Le dossier pédagogique dont on trouvera un extrait ci-dessous s'adresse aux enseignants du secondaire qui verront le film Nue propriété avec leurs élèves (entre quinze et dix-huit ans ans environ). Il contient plusieurs animations qui pourront être rapidement mises en œuvre en classe après la vision du film.

Une première analyse

On considérera d’abord les événements mis en scène qui sont sans doute plus facilement interprétables par la plupart des spectateurs que les choix de mise en scène (qui supposent notamment une certaine connaissance de l’esthétique, particulièrement cinématographique, et de ses valeurs).

De manière sommaire, l’on pourrait qualifier Nue propriété de «drame familial»: l’accent y est sans doute moins mis sur les personnages eux-mêmes (leur portrait physique, psychologique, social, historique...) que sur les relations qu’ils entretiennent entre eux et l’histoire familiale qui les relie de façon souterraine. Cette interprétation est sans doute suffisamment évidente pour être acceptée par la plupart des participants.

On remarquera cependant qu’on retrouve ainsi dans le regard du cinéaste le double niveau que l’on a distingué précédemment [entre description et jugement de valeur]: plutôt que de juger ses personnages (positivement ou négativement), Joachim Lafosse essaie de décrire leurs interactions sans chercher à provoquer notre sympathie ou notre antipathie à leur égard.

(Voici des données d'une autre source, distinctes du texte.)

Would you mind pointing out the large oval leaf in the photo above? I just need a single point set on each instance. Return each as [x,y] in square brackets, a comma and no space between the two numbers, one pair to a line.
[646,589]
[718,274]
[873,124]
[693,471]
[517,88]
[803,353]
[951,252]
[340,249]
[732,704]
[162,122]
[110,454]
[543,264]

Mais, si le point de vue du cinéaste est bien celui-là, il faut alors immédiatement pointer une possible erreur d’interprétation chez certains spectateurs: si le comportement des personnages suscite naturellement chez nous des réactions affectives (positives ou négatives), le film suppose néanmoins que nous suspendions — au moins temporairement — nos jugements spontanés pour adopter une attitude d’observation plus ou moins distanciée. Autrement dit, cela signifie que les personnages ne sont pas mis en scène pour être aimés ou au contraire détestés (ce qui est le cas de beaucoup de films volontairement manichéens), mais plutôt pour éveiller notre regard et susciter notre questionnement.

Le cinéaste ne se contente pas en effet de décrire des comportements vus de manière tout à fait extérieure (un peu comme on observerait des poissons rouges dans un bocal...), et il met en scène des situations problématiques qui doivent amener les spectateurs à s’interroger notamment sur les motivations cachées des personnages: on se souvient par exemple au début du film de la réaction violente de la mère qui exige que son ex-mari «foute le camp» alors qu’il rend seulement visite à ses enfants; cette réaction apparemment disproportionnée doit vraisemblablement être interprétée comme le signe d’un conflit ancien dont nous ne connaissons pratiquement rien mais dont nous devinons ainsi qu’il reste irrésolu.

Ici aussi, on devra sans doute mettre en garde certains jeunes spectateurs contre des réactions spontanées en termes de «normalité» ou d’«anormalité»: si certains des comportements mis en scène nous paraissent étranges ou incompréhensibles dans un premier moment, la «dynamique» du film vise certainement à éclairer — de façon plus ou moins indirecte — ces comportements. On peut ainsi supposer que le cinéaste attend du spectateur une démarche d’interprétation active face à des situations qui sont à première vue «problématiques».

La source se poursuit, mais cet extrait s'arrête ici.